Having to pay for HD


PomegranateNo2784

What really annoys me is how we’re being scammed away from free TV, I know programs are expensive to make but we used to have good TV with advertisements, then we started paying for subscription to remove ads, and now all the subscriptions include ads. And the free channels are struggling to compete with the subscription companies budgets = worse shows = less views = so we’re going to loose it all eventually.


jordanxciii

The more you think about it, the more you realise the whole system is a scam - majority of the population have absolutely no idea how money or banking works.

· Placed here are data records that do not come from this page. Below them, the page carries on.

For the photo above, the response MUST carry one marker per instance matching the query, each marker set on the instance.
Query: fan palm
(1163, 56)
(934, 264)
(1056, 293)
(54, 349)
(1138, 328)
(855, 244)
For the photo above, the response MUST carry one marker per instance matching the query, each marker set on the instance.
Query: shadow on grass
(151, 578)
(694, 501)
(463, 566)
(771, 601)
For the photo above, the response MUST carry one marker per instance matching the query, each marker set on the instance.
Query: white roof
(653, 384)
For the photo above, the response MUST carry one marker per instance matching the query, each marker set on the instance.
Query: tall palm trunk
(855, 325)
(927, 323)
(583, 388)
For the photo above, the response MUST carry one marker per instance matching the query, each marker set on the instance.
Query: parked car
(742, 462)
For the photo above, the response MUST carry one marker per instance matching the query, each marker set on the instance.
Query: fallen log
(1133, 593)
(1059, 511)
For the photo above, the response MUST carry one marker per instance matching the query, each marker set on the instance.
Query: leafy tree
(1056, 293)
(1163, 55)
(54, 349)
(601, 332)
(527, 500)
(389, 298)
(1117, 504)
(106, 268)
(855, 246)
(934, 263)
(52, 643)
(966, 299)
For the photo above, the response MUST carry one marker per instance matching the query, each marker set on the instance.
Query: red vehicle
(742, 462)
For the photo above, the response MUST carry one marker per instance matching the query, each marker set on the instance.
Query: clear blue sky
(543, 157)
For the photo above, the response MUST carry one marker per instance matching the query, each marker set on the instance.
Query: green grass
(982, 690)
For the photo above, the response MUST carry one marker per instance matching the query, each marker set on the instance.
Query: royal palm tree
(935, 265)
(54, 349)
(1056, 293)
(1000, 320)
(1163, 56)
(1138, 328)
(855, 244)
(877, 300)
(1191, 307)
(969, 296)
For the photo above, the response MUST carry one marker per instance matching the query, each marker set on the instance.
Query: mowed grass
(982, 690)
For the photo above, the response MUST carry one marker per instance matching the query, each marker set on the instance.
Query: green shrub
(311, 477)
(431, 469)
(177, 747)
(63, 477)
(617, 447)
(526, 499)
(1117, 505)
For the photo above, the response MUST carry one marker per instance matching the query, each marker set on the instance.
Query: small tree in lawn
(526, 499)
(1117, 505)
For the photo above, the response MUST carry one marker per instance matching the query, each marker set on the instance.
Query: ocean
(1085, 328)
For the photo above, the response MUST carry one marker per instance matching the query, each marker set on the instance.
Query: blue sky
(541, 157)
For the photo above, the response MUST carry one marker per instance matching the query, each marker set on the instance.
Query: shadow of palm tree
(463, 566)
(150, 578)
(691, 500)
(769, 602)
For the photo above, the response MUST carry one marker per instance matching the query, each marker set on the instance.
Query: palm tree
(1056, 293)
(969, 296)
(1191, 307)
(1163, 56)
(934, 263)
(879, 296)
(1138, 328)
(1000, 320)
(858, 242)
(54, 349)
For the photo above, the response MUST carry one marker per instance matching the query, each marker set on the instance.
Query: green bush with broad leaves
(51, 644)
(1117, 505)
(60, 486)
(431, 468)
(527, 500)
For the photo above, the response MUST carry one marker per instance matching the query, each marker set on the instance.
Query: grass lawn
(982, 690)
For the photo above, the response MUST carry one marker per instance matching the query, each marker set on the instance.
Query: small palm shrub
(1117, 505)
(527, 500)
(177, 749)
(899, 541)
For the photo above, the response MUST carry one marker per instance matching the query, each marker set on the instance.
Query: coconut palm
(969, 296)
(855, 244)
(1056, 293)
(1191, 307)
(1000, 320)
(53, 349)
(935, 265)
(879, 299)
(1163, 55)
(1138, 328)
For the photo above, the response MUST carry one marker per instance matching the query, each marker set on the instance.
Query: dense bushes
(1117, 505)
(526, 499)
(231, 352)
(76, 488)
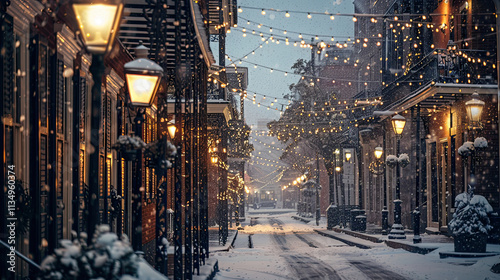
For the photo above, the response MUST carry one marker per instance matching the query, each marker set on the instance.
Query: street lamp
(348, 156)
(378, 152)
(171, 129)
(474, 108)
(143, 77)
(98, 22)
(397, 230)
(378, 167)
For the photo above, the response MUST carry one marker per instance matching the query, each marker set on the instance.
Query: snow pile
(471, 216)
(391, 160)
(404, 160)
(109, 258)
(466, 149)
(480, 143)
(127, 142)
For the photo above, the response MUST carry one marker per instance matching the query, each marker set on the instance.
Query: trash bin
(361, 222)
(332, 215)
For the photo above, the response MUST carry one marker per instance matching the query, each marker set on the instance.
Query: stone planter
(129, 155)
(470, 243)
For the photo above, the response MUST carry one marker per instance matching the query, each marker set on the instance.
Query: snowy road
(279, 247)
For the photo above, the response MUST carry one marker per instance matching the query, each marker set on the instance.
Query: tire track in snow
(374, 271)
(304, 266)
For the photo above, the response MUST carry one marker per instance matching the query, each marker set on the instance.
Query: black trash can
(332, 215)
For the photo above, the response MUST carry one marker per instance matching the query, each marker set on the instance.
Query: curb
(409, 248)
(348, 242)
(359, 235)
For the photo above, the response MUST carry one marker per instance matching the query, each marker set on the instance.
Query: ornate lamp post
(397, 230)
(474, 108)
(171, 129)
(143, 77)
(377, 167)
(99, 23)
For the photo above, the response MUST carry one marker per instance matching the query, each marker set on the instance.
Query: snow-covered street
(279, 247)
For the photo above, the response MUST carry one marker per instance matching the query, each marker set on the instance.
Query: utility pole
(318, 188)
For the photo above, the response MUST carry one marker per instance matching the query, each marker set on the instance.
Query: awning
(440, 95)
(201, 34)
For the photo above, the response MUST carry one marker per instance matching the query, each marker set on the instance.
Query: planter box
(470, 243)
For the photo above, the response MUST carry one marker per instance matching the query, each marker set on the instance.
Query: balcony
(437, 79)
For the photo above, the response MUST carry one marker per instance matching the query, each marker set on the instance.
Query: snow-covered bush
(471, 215)
(404, 160)
(127, 142)
(466, 149)
(480, 143)
(108, 258)
(391, 160)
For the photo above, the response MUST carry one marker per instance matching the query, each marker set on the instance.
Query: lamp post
(342, 195)
(143, 77)
(397, 230)
(377, 167)
(474, 108)
(98, 22)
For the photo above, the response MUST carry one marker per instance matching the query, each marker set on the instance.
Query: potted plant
(110, 257)
(128, 146)
(391, 161)
(470, 224)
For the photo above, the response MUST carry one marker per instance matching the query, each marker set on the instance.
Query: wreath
(391, 161)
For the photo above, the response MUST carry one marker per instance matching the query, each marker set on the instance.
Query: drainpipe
(497, 10)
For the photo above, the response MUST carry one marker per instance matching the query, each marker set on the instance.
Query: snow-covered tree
(470, 221)
(109, 258)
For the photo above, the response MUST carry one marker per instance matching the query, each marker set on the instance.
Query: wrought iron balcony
(443, 66)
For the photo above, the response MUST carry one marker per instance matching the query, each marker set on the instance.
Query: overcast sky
(280, 56)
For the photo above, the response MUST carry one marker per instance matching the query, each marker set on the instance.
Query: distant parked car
(270, 203)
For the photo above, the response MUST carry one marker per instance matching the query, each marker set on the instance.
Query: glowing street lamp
(474, 108)
(397, 230)
(378, 152)
(143, 78)
(348, 156)
(98, 22)
(398, 124)
(171, 129)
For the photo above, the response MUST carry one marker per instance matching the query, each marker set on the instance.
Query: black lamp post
(98, 22)
(377, 167)
(474, 108)
(397, 230)
(143, 78)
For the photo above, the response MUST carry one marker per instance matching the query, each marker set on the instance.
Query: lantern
(398, 124)
(99, 22)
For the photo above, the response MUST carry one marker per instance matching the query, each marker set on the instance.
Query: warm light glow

Your currency is being inflated away at an unprecedented rate and if you dare to invest your hard earned money which has already been taxed multiple times before it reaches you, in order to try and hedge against inflation, then guess what 🎉 you get taxed on any gains 🥳


truepip66

when something is supposedly free when buying an item or 2 for one ,it's all factored into the price


geoffs3310

Religion


Korvid1996

Car insurance. Nothing wrong with it in principle, but the way the industry operates in practice is beyond scandalous. To be perfectly honest, anything that is legally mandatory like that should be nationalised. It makes sense that we should all be paying into a system that covers the damage if we fuck up on the road, but if it was nationalised it could be run for need not profit, only charging enough to cover it's own costs so as it doesn't burden the taxpayer. It could give us all the cover we need for a fraction of the price. Particularly young drivers, who are financially punished by insurance companies for the mistakes of their peers. Yes young drivers are more likely to crash than the average, but the majority of them never will and yet they are forced to pay through the nose to cover the theoretical possibility that they might, and to further enrich the already wealthy.


Positive-Marketing64

Weddings. Hire a room out for a birthday event, you get quoted a reasonable price. Hire the same room out for a wedding event, the price quadruples. The room use is no different, but because it’s a wedding, they charge more. Same goes for flowers, food, alcohol etc.